TEMPO.CO, Jakarta - Aktivis anti-Islam di Denmark dan Swedia telah membakar dan merusak beberapa salinan kitab suci umat Islam dalam beberapa bulan terakhir. Aksi itu memicu kemarahan di dunia Muslim. Sejumlah pihak menuntut agar pemerintah dua negara itu melarang tindakan semacam itu.
Denmark dan Swedia lantas menjadi sorotan internasional dalam beberapa pekan terakhir menyusul protes anti-Islam di mana Al-Quran telah dirusak atau dibakar, sehingga menyinggung umat Islam di seluruh dunia. Kedua negara mengatakan mereka menyesalkan pembakaran Al-Quran tetapi tidak dapat mencegahnya di bawah aturan yang melindungi kebebasan berbicara.
Dalam pernyataannya, Menteri Luar Negeri Lars Lokke Rasmussen menyatakan bahwa tindakan apa pun yang diambil "tentu saja harus dilakukan dalam kerangka kebebasan berekspresi yang dilindungi konstitusi dan dengan cara yang tidak mengubah fakta bahwa kebebasan berekspresi di Denmark memiliki cakupan sangat luas".
Usaha Denmark cari alat hukum untuk mencegah pembakaran Al-Quran
Menanggapi hal tersebut, Pemerintah Denmark sedang berusaha "menemukan alat hukum" yang memungkinkan pihak berwenang mencegah pembakaran Al-Quran, seperti akhir-akhir ini banyak dilakukan pengunjuk rasa anti-Islam di depan kedutaan negara lain di Kopenhagen, kata Menteri Luar Negeri Lars Lokke Rasmussen kepada televisi nasional DR, Minggu, 30 Juli 2023.
"Pembakaran (Al-Quran) adalah tindakan yang sangat ofensif dan sembrono yang dilakukan oleh beberapa individu. Beberapa individu ini tidak mewakili nilai-nilai yang dibangun masyarakat Denmark," kata Rasmussen secara terpisah dalam sebuah pernyataan.

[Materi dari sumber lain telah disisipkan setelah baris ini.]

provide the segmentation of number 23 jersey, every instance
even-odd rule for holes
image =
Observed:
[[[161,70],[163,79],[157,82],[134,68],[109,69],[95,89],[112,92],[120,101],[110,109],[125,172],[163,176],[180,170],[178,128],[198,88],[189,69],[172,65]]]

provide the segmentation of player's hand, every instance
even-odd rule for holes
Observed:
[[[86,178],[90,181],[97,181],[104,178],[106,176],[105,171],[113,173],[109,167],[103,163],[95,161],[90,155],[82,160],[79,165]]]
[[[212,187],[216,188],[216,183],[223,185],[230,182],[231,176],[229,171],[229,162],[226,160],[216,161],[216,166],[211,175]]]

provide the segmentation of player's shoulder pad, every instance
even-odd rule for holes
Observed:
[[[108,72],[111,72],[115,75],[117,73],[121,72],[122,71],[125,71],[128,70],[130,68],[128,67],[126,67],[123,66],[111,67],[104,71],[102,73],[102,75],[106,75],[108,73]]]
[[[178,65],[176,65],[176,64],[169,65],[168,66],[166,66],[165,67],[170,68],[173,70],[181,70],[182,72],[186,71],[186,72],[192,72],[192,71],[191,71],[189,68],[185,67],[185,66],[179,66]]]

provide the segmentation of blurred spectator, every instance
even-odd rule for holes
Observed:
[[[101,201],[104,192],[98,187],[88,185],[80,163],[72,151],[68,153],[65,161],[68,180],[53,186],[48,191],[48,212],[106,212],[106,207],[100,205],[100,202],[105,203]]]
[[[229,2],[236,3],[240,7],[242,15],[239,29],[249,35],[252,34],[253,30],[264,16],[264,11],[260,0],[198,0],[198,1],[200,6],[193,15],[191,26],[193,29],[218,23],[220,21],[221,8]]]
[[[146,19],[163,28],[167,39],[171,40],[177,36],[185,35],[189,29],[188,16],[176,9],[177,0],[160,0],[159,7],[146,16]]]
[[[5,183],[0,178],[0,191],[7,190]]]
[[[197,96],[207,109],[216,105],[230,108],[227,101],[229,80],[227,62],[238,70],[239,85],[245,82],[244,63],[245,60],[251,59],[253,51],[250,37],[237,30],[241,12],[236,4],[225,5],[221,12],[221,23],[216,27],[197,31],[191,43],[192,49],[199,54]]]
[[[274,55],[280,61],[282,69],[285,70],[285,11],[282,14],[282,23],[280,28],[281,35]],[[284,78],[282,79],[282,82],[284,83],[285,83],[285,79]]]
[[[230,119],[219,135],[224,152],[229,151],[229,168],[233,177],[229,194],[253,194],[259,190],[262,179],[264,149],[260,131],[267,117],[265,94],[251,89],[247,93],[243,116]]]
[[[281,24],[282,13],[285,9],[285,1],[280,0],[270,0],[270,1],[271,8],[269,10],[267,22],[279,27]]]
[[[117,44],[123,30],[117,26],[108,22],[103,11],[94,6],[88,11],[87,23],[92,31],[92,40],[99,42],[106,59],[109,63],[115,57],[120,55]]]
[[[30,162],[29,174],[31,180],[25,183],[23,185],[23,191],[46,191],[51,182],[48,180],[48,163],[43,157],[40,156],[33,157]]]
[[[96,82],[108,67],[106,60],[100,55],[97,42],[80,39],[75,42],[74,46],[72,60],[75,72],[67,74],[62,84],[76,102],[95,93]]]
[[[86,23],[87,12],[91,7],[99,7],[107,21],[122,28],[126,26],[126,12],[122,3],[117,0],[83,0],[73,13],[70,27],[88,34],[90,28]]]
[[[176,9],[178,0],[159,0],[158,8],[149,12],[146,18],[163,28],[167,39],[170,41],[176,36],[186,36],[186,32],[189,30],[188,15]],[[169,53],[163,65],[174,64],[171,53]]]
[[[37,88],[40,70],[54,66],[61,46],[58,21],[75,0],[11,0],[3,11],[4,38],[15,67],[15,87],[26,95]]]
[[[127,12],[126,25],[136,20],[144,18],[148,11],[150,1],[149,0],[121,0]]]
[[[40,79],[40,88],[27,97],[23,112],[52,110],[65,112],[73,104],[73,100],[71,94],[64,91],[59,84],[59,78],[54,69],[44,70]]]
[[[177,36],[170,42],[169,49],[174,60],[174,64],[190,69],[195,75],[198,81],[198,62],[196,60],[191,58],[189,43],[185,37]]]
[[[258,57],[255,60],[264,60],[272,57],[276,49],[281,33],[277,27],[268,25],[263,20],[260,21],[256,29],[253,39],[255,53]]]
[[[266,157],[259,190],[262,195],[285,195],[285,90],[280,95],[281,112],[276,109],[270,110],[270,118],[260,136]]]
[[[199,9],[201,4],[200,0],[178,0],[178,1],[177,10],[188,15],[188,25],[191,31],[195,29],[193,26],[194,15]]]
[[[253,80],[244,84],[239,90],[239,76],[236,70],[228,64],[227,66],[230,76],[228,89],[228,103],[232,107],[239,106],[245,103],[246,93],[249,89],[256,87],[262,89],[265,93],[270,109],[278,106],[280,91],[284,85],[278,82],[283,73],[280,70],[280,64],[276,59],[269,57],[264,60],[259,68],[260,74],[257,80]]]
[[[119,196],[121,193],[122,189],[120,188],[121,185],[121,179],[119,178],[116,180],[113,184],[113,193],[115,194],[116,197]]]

"Oleh karena itu, pemerintah Denmark akan menjajaki kemungkinan campur tangan dalam situasi khusus di mana, misalnya, negara, budaya, dan agama lain dihina, dan di mana hal ini dapat menimbulkan konsekuensi negatif yang signifikan bagi Denmark, paling tidak berkaitan dengan keamanan," katanya.